Another plot twist is that what resonates with one group of users may not for another. So even if you’ve mastered one space, you need to retrain your mental model when migrating to a different one.
Intuition also comes from spending time with user data. Breakthroughs come from observing what users say, and then analyzing what they do. The Pareto principle often applies to experiences: the vast majority use a very small fraction of the available paths. Knowing what they are and why helps you focus on the right ones, and even consider opportunities to simplify the product.
A happy marriage
The core tenet of a happy marriage between data and intuition is to diagnose with data, treat with design. Data can help you understand the contours of the problem, but the thrill and challenge of building products is that there are many possible solutions. Intuition helps you craft the right one for the job.
A year ago, we wanted to scale the adoption of a promising retention program by 3X. To do so, we asked: where are our target users today? When is the best time in the user’s lifecycle to reach out for optimal conversion?
# converted users = # users who will see content x % who convert
Data pointed the way on how to maximize the first variable by choosing the highest-intent real estate. Intuition took it home with the second. We tailored the design of each upsell based on the emotions of the user at that particular point in the journey, and ended up scaling the adoption by 5X.
A common mistake is anchoring on your preference for where this content should live. While you do want content to live in places that make sense, it’s easier to adapt the look, feel and messaging to fit the place than to have perfect content in a place that receives no visits.

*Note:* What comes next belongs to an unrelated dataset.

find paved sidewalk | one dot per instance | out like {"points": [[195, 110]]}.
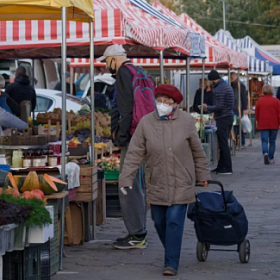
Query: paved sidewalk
{"points": [[255, 185]]}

In the best scenarios, data and intuition come together to precisely diagnose and treat a problem with care.
Why it’s hard
Most of us are novices in both data and intuition. Both stem from asking questions rather than jumping to answers, which is penalized in most education systems. They also come to life from doing the real thing: solving problems, rather than memorizing frameworks. We tend to shy away from taking on real things, preferring the comfort of proxies.
It also turns out that mastering one of the skills tends to bring enough success that you easily believe it’s the best way to operate. Intuition is critical in solving 0 to 1 problems, data propels you from 1 to n. The real world, however, is a series of 0 to 1 bets which need to be taken from 1 to n to have lasting impact.
Perhaps the hardest part is that data and intuition often work in opposite ways: data is slow and deliberate, intuition is fast and reactive. Holding both in mind requires dealing with some cognitive dissonance, but it’s exactly this tug-of-war that helps you land better decisions consistently.
All of these hoops separate most people from mastering both skills. But the greater the challenge, the greater the rewards that await you on the other side.